Marta Machado ressalta ainda que a entrada de novos medicamentos é crucial também para aqueles que vinham conseguindo controlar a doença com alguns dos biológicos em uso, mas eles deixam de fazer efeito.
Acesso a inovações
“Hoje, felizmente, os pacientes estão cada vez mais bem informados.
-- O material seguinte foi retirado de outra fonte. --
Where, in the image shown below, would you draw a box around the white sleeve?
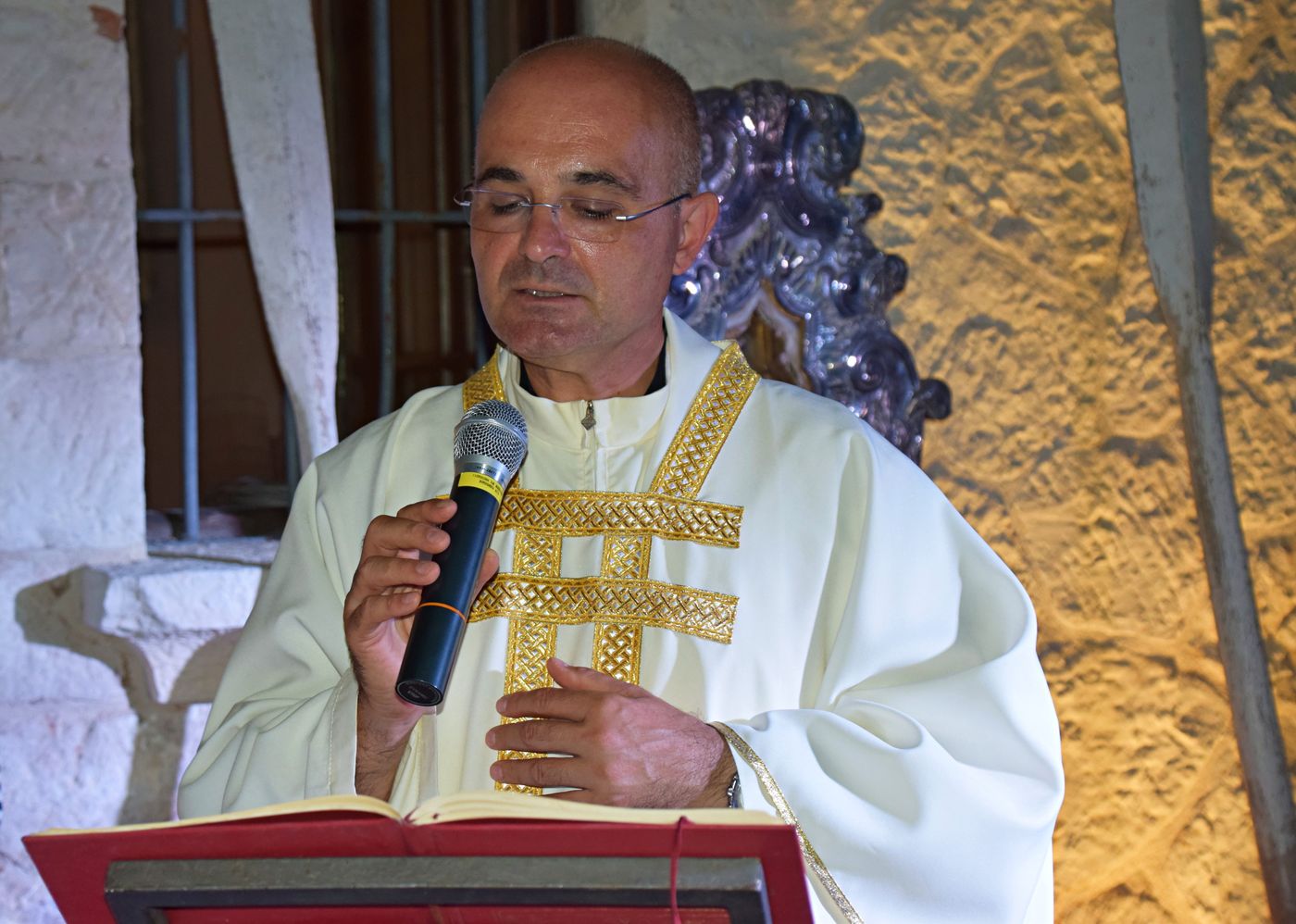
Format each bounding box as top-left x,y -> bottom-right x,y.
179,453 -> 421,818
722,427 -> 1063,924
Assim, no momento em que chega uma molécula inovadora, e ela é aprovada para retocolite no Brasil, a pessoa que passou por várias outras terapias sem sucesso quer ter acesso a esse novo remédio”, pondera Marta Machado.
Por essa razão a ABCD vem incentivando a participação de todos na consulta pública a respeito do parecer preliminar da Agência Nacional de Saúde Suplementar (ANS) desfavorável à inclusão de um novo tratamento para retocolite no rol de cobertura dos planos de saúde.
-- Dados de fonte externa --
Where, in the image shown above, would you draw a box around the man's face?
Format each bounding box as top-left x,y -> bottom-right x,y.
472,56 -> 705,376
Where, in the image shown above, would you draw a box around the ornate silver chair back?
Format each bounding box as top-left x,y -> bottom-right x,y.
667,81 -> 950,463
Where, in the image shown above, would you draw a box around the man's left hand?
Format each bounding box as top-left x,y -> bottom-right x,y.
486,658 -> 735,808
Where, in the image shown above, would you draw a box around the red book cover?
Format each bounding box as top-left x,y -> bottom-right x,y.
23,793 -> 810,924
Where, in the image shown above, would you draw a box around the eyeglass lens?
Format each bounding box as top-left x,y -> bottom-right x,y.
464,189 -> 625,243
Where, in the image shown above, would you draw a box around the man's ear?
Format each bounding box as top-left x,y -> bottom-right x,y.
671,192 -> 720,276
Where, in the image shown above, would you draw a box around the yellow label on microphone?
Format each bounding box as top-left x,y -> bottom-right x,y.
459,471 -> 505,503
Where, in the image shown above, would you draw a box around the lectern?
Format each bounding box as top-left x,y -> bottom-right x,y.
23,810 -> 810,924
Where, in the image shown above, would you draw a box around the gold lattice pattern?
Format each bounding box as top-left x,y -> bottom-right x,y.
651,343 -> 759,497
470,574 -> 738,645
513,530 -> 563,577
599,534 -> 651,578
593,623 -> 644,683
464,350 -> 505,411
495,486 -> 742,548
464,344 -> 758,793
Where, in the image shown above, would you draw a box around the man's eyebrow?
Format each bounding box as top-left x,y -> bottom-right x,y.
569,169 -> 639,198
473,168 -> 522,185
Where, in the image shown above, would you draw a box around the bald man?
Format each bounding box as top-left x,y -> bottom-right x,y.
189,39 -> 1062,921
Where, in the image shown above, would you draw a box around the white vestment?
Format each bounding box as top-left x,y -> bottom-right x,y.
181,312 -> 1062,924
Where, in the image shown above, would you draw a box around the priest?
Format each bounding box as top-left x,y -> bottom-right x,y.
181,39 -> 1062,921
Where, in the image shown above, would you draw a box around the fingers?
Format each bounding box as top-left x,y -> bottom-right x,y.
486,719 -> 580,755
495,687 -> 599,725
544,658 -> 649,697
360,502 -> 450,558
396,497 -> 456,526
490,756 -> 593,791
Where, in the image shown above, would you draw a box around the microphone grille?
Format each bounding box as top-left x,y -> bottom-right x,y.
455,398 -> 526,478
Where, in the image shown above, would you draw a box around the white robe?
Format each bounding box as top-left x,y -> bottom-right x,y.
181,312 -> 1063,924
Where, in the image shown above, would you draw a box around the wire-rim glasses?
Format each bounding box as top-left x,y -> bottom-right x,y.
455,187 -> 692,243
Antes deste parecer desfavorável à inclusão do novo tratamento pela ANS, o Comitê Permanente de Regulamentação da Atenção à Saúde (ConaSaúde) fez uma reunião, na qual a maioria das cadeiras votou a favor da incorporação.
“É fundamental que todos participem dessa consulta pública. Os pacientes podem dar sua visão, relatar o que vivenciam quando as terapias atuais não funcionam para eles”, justifica a médica. “Afinal, estamos lidando com uma doença que em alguns casos tem o manejo muito difícil. A inflamação contínua, sem tratamento adequado, aumenta em dez vezes o risco de câncer de intestino. Por vezes, obriga a uma retirada de todo o órgão”, exemplifica. “Mesmo uma cirurgia radical nem sempre consegue resolver o problema”, lembra Rogerio Saad. “Isso sem contar o impacto na qualidade de vida de quem passa por uma cirurgia desse tipo”, conclui.
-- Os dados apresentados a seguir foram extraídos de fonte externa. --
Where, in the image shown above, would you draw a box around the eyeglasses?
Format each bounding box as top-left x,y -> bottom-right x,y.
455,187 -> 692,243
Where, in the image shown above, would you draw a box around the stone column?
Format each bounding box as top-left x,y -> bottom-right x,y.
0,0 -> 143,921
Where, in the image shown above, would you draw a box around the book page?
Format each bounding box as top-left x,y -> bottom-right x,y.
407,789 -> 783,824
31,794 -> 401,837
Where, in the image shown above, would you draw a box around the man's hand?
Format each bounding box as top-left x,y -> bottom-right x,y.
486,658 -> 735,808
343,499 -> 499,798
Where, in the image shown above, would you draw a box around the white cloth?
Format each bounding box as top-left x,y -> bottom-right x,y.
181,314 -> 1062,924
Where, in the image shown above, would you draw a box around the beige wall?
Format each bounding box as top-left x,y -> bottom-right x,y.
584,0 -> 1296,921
“No momento em que chega um medicamento novo para uma doença que não está bem controlada com os medicamentos convencionais, e inclusive com perda ou não resposta aos novos biológicos e pequenas moléculas, é um direito do paciente, e também do médico, fazer uso dela. É o que chamamos de decisão compartilhada”. – Marta Brenner Machado, presidente da Associação Brasileira de Colite Ulcerativa e Doença de Crohn (ABCD)
Referência
1 Froés, R. S. B., et al., The socio-economic impact of work disability due to inflammatory bowel disease in Brazil, 2017.